De acordo com o MPT, o colunista inferia que os eleitores nordestinos e aqueles mais pobres supostamente votariam na então candidata Dilma Roussef, e portanto deveriam ser impedidos pelos patrões de fazê-lo. No artigo, Anderson Magalhães dizia: “Ainda tem salvação!!! Nesta eleição, diga não ao povão e faça com que a Dilma e sua corja perca (sic) seus votos na última hora.

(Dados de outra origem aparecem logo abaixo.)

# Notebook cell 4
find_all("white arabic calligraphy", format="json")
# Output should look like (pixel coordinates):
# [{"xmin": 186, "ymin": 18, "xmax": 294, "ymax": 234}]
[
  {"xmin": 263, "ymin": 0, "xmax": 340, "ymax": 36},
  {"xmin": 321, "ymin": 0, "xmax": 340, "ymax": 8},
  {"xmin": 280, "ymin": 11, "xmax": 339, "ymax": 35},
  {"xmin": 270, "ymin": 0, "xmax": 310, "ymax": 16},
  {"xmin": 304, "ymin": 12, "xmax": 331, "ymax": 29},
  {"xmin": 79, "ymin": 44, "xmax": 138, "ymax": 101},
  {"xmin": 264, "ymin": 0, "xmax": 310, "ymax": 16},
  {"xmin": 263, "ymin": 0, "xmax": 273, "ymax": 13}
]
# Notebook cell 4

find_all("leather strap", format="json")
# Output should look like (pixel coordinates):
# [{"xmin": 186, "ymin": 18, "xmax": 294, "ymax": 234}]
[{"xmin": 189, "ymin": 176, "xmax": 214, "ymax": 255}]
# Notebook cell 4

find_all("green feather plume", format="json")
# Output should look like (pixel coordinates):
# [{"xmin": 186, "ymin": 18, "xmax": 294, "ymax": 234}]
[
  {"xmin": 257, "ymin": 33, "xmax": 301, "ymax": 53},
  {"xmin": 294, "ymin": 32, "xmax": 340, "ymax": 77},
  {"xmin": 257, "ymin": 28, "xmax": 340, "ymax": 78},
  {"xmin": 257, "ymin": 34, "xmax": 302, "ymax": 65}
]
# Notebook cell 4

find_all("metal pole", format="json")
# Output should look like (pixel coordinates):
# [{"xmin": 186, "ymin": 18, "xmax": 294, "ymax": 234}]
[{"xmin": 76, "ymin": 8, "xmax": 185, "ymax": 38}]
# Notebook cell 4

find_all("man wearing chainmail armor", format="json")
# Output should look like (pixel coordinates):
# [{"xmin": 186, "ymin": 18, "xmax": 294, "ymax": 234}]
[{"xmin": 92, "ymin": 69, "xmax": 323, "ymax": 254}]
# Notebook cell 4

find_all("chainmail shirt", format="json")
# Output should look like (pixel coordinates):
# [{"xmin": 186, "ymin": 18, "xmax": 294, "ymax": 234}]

Vamos fechar as bocas de urna e as bocas de fumo, trancar nossas ‘secretárias do lar’ em casa, interditar as casas de forró e proibir os porteiros de saírem dos prédios”.

Além de preconceituoso, o artigo deu a entender que empregadas e porteiros podem ser trancados em casa e impedidos de deixar o local de trabalho. Segundo o MPT, não é ilegal que o texto defenda uma plataforma ideológica, e sim que essa defesa seja feita com conteúdo discriminatório, que atenta “contra liberdades fundamentais e essenciais para a democracia, o convívio plural e o reconhecimento da existência e dos direitos e interesses do outro” (texto da ação civil pública).

O MPT, que pede R$ 500 mil em danos morais coletivos na ação, tentou contato com os donos da editora em diversas ocasiões para explicações, mas nunca obteve reposta. A ação contra a editora Full Red, responsável pela Actual Magazine, tem o objetivo de alertar para os abusos por parte de formadores de opinião, especialmente quando estimulam o atropelo de direitos previstos constitucionalmente, como o direito à livre opção e exercício políticos e à relação de emprego protegida contra abusos do empregador.